Africanus is firmly against including Susanna in the canon and argues that this part of Daniel is of “spurious” origin. Africanus holds that “this section, although apart from this it is elegantly written, is plainly a more modern forgery.” Origen then responds to Africanus in a treatise-length letter upholding the plausible veracity of the text. And much like Daniel called the elders’ bluff, he argues:

Wherefore I think no other supposition is possible, than that they who had the reputation of wisdom, and the rulers and elders, took away from the people every passage which might bring them into discredit among the people. We need not wonder, then, if this history of the evil device of the licentious elders against Susanna is true, but was concealed and removed from the Scriptures by men themselves not very far removed from the counsel of these elders.

In essence, we could deduce that Origen was an ancient species of a thoroughly modern whistleblower and exposed a dirty cover-up.

The parallels bare a striking resemblance to our time in the aftermath of #MeToo and the ongoing stories of sexual shame and violence in our society and the church. Will we ever learn to trust what she said, to listen to the voices of the survivor-victims of abuse in all its forms? Or will we more quickly cover-up the truth to protect the shame we carry as a society and a church who too often condoned, even promoted, such execrable crimes?

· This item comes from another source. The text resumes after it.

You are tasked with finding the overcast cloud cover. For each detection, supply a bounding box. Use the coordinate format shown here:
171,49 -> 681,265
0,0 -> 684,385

Today’s Scripture shows that society was more easily bent to preserving the status quo of the powerful than to defending the lives of the innocent. I’m not sure we’re much different today. Still, the young Daniel countered the crowd unequivocally. “And He cried aloud: I will have no part in the death of this woman.” Daniel was prepared to sacrifice his hard-won respect in the community to save Susanna, to speak against the dominant vein, to trust that God would protect the innocent. We are called to do the same. I wonder, what might have happened if there had been a Daniel in the crowd at the crucifixion of Jesus?

Correction: An earlier version of this reflection incorrectly stated that only Catholic Bibles feature the story of Susanna and the Book of Daniel. 

Get to know Ricardo da Silva, S.J., associate editor


What are you giving up for Lent?

I had great ideas of what I planned to give up and change for Lent, but it all fell apart on the first day this year, and I am struggling to get going again. But I did commit to finally respond to friends and family whose greetings have been piling up in my inbox without reply for months.

Do you cheat on Sundays?

Is this really a thing? I only discovered this reprieve in the Lent contract a few years ago. Wait. Maybe, I can count all the Sundays in Lent where I kept up my promises, to make up for my failed 2022 Lenten observance.

Favorite non-meat recipe

Eggplant Parmigiana—one of the delightful discoveries of living in New York the past few years—but please don’t coat the brinjals (the name we give to eggplant in South Africa) with breadcrumbs.

Favorite Lent chant

Attende Domine (voice only). I sang in a Schola of Gregorian chant at Holy Trinity, the Jesuit parish in Johannesburg, for some years, and this spare and simple chant always captured this season for me. A more recent but similarly haunting refrain for me is “Hold Us in Your Mercy,” a penitential litany by Gary Daigle.

Favorite Easter photo

The first time I chanted the Exsultet, the Easter Proclamation, during the Easter Vigil Mass at the Church of St. Francis Xavier in New York on April 3, 2021.